Outra vez contrastando com o olhar do veterano Leslie Norman, Christopher Nolan conta a história se valendo de um personagem que encarna não um indivíduo de carne e osso, corpo e alma, cioso de suas obrigações no campo de batalha, mas de um tipo que incorpora o zeitgeist, o espírito do tempo tal como ele se apresenta. O fio condutor do roteiro cabe ao soldado Tommy, por cuja boca fala o pelotão inteiro, cada vez mais desacoroçoado. As inúmeras tomadas nas franjas do mar, no céu e no navio que irá servir como o principal meio de transporte aos militares — amontoados uns sobre os outros, feito se viu quando da evacuação de cidadãos americanos e alguns afegãos depois da vitória do Talibã no Afeganistão, em agosto de 2021 —, são um achado, e vêm à guisa de respiro diante do caos e da carnificina que ainda imperam. Se Nolan dá alguma colher de chá aos compatriotas, é ao ocultar da narrativa os oficiais germânicos o mais que pode, preferindo se compenetrar mesmo na miséria a que os ingleses já haviam se condenado por si sós. Também não existe em “Dunkirk” as alusões sanguíneas do gore de pernas e braços voando pelos ares, como em outras fitas do gênero, caso de “Até o Último Homem” (2016), de Mel Gibson, por exemplo, e ainda tomando por referência o trabalho de Gibson, não há no filme de Nolan a “covardia” santa de um Desmond T. Doss. Em “Dunkirk”, o pânico dos homens é tibieza mesmo, sem adjetivos. Não há nada mais a fazer a não ser se resignar, enfiar o rabo entre as pernas e tentar se desvencilhar daquele inferno de desonra o quanto antes.

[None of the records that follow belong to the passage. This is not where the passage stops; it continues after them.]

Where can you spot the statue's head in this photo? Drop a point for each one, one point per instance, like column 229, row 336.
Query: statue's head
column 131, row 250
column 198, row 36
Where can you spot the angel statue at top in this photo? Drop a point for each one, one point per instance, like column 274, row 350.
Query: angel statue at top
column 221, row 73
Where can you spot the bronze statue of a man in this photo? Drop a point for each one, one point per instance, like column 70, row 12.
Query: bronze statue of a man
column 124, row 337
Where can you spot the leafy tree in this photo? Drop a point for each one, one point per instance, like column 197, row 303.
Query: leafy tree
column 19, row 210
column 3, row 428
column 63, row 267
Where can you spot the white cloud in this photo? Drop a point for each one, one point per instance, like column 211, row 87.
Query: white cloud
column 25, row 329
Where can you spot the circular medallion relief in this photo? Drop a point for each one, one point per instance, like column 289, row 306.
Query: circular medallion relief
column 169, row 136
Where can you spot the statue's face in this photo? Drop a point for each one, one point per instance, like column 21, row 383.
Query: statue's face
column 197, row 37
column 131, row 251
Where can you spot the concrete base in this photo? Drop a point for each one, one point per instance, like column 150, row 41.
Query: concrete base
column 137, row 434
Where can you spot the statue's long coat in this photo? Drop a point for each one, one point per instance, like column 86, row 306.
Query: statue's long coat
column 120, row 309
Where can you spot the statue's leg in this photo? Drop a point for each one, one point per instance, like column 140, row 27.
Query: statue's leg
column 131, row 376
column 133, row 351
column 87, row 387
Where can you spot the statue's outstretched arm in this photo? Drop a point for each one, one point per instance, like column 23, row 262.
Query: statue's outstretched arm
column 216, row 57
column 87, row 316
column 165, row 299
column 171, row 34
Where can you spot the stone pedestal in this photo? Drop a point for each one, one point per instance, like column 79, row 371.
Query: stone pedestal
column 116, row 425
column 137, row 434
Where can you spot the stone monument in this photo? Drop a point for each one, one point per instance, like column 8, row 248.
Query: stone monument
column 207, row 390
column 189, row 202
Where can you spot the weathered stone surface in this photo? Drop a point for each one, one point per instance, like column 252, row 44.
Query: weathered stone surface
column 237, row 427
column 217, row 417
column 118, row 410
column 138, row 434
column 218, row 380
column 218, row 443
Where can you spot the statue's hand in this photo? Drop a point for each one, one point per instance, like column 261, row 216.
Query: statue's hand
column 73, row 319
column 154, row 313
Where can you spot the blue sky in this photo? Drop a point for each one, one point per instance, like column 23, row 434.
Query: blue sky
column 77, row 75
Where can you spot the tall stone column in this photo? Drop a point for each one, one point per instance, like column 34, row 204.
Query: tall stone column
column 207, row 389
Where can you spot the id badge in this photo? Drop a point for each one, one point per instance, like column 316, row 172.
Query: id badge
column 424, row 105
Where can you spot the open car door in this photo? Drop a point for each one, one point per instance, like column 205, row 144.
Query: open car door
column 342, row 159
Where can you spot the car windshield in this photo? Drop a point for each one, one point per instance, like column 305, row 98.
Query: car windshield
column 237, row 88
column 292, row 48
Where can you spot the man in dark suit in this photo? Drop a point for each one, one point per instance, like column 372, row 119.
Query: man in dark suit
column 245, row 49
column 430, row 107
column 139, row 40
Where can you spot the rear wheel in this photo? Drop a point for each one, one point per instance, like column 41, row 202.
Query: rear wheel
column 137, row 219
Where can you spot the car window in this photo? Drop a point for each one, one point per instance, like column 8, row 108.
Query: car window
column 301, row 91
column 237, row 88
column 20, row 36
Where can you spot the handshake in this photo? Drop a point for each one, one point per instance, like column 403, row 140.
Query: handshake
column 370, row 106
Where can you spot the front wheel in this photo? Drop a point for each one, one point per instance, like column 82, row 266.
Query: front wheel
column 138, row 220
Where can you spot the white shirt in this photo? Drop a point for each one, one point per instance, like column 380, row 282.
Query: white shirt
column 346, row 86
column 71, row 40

A despeito do orçamento de 150 milhões de euros, cerca de 566 milhões de reais, Nolan se estabeleceu a meta de recorrer a efeitos especiais apenas quando estritamente necessário, e que sábia decisão! Coalhado de aviões e barcos reais, e mesmo alguns originais da Segunda Guerra Mundial (1939-1945), além de 60 navios ao mesmo tempo. A propósito de grana, o diretor reivindicou (e conseguiu) um dos maiores salários de Hollywood enquanto rodava o filme, 20 milhões de euros, ou 75 milhões de reais, e ainda abocanhou 20% dos 284 milhões de euros, o que equivale a 1,07 bilhão de reais, das bilheterias, isto é, embolsou como gratificação quase 60 milhões de euros, aproximadamente 230 milhões de reais. A guerra é divertida.
A opção por atores praticamente desconhecidos para os tantos papéis da história, a exemplo de Harry Styles, ex-vocalista de uma finada boy band, é outra aposta que Christopher Nolan também consegue bancar, pelo acerto quanto a se reforçar o anonimato e a desimportância que recaíram sobre a soldadesca, que não se anima nem mesmo com a famosa evocação do primeiro-ministro Winston Churchill (1874-1965). Churchill, dessa vez, não devia saber o que estava dizendo ou, por ser político — e dos mais tarimbados —, sabia, e o disse assim mesmo. Só em Dunquerque, foram 70 mil mortos, além dos feridos e dos que restaram prisioneiros de Hitler — de muitos desses, nunca mais se soube nada. A guerra é divertida.